IMA accepts technically sound and scientifically rigorous research in the interdisciplinary field of imaging, including relevant algorithmic research and hardware and software development, and their applications relevant to medical research. The journal provides a platform to publish original research in structural and functional imaging.
The journal is also open to imaging studies of the human body and on animals that describe novel diagnostic imaging and analyses methods. Technical, theoretical, and clinical research in both normal and clinical populations is encouraged. Submissions describing methods, software, databases, replication studies as well as negative results are also considered.
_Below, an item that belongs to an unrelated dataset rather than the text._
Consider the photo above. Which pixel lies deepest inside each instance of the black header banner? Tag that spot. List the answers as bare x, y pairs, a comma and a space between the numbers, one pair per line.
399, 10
The scope of the journal includes, but is not limited to, the following in the context of biomedical research:
Imaging and neuro-imaging modalities: structural MRI, functional MRI, PET, SPECT, CT, ultrasound, EEG, MEG, NIRS etc.;
Neuromodulation and brain stimulation techniques such as TMS and tDCS;
Software and hardware for imaging, especially related to human and animal health;
Image segmentation in normal and clinical populations;
Pattern analysis and classification using machine learning techniques;
Computational modeling and analysis;
Brain connectivity and connectomics;
Systems-level characterization of brain function;
Neural networks and neurorobotics;
Computer vision, based on human/animal physiology;
Brain-computer interface (BCI) technology;
Big data, databasing and data mining.